Moves to stimulate the economy post-pandemic through fast-tracking major public works projects can't come at the expense of the environment, a Bay advocate says.
Finance Minister Grant Robertson has said Budget 2020 will "set our direction for the next stages of responding and rebuilding".
Last week, Environment Minister David Parkerannounced typical Resource Management Act processes would be accelerated for job-rich projects during the first two years of recovery.
Bay Conservation Alliance chief executive Michelle Elborn said: "We need to ensure that's not at the expense of the environment.
"That's just really important. We are really keen to see in any additional investment - including in the Budget - that there is investment in environmental outcomes.
"That can be investing in improving water quality in regions such as riparian stream plantings, fencing projects, looking at coastal planting, coastal protection ... climate change hasn't gone away so we need to be thinking about what we can be doing around that."

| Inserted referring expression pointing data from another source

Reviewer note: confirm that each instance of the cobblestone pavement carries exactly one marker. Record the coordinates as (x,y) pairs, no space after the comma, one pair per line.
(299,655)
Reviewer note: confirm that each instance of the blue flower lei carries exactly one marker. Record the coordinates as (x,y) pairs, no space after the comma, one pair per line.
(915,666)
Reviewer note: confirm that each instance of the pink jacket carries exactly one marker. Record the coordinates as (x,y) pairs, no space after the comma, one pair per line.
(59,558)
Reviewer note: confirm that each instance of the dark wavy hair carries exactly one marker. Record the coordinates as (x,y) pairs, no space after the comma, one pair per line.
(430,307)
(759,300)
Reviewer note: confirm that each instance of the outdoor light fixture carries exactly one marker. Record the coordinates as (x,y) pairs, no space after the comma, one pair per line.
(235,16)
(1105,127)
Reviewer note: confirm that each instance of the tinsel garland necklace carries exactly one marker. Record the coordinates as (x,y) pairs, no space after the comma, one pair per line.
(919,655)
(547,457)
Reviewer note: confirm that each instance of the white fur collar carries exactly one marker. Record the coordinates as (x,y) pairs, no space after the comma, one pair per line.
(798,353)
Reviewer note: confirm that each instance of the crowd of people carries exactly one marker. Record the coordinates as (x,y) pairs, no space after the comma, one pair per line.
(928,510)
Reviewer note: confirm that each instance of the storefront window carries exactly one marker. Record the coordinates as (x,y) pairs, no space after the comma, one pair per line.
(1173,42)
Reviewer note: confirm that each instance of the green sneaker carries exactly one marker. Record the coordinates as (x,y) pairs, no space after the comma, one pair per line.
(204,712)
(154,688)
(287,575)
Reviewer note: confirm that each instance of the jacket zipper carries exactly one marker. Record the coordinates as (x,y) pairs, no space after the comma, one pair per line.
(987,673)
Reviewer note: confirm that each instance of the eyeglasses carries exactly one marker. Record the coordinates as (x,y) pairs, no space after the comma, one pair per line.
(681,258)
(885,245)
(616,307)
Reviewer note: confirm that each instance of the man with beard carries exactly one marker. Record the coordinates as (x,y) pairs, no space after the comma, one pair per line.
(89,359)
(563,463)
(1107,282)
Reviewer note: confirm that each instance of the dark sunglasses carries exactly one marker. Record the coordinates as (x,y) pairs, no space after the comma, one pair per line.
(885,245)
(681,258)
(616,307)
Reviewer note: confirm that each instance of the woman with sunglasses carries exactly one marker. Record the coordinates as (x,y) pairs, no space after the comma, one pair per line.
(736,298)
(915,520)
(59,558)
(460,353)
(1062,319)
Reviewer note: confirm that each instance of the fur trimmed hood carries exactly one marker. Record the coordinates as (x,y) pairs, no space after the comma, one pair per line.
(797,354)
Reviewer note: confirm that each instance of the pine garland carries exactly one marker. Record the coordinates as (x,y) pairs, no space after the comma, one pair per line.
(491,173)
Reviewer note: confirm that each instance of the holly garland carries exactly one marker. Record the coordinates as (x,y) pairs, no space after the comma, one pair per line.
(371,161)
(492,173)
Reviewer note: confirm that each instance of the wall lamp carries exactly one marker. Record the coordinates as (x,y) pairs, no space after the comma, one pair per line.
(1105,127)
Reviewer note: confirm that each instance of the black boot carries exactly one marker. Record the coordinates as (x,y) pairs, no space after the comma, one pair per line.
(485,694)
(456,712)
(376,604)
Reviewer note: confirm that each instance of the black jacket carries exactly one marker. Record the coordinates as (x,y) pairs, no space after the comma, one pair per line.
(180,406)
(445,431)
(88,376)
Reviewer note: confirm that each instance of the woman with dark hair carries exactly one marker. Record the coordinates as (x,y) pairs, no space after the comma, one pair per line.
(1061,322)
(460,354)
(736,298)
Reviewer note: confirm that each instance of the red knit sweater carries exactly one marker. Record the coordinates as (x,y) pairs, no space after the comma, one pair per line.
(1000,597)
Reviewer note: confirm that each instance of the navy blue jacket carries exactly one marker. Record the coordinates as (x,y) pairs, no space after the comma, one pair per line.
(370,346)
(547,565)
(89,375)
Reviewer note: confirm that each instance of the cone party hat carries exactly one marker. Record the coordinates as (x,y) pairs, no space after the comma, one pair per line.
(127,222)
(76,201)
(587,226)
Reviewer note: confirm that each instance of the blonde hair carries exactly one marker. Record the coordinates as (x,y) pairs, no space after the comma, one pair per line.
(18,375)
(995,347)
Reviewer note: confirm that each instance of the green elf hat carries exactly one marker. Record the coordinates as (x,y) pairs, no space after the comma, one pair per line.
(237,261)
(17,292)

She told the Bay of Plenty Times "one big project" in need in the Western Bay of Plenty was restoring the Kaimai Mamaku Conservation Park.
"People don't realise how poor the condition of that forest is in and the huge biodiversity loss in there. So there's a lot of work going in at the moment around that."
Over the weekend the government announced plans to redeploy unemployed people from hard-hit sectors such as forestry and tourism, into biosecurity and conservation jobs.
The first wave of projects to receive backing were in Northland, East Coast, Hawke's Bay and Canterbury, but the Bay of Plenty and Central North Island were also being considered.
Tauranga Moana Para Kore waste minimisation leader Shirley Simmons would like to see more funding for recycling programmes in New Zealand.
"Overseas markets are not currently taking our waste, our recycling. So we need to look at ways to minimise the generation of that waste, largely plastics ... Minimise its necessity in the home and then look at ways of recirculating it onshore so we are not reliant on overseas markets to dispose of our waste."
Regardless of whether we can send our waste overseas to be recycling "to me personally, I think it's philosophically wrong to send waste overseas", she said.
"But then also if we look further back up that whole chain, in some ways its wrong to be bringing it into the country in the first place."
She said one positive outcome from Covid-19 restrictions in New Zealand was the emphasis on staying local and buying local.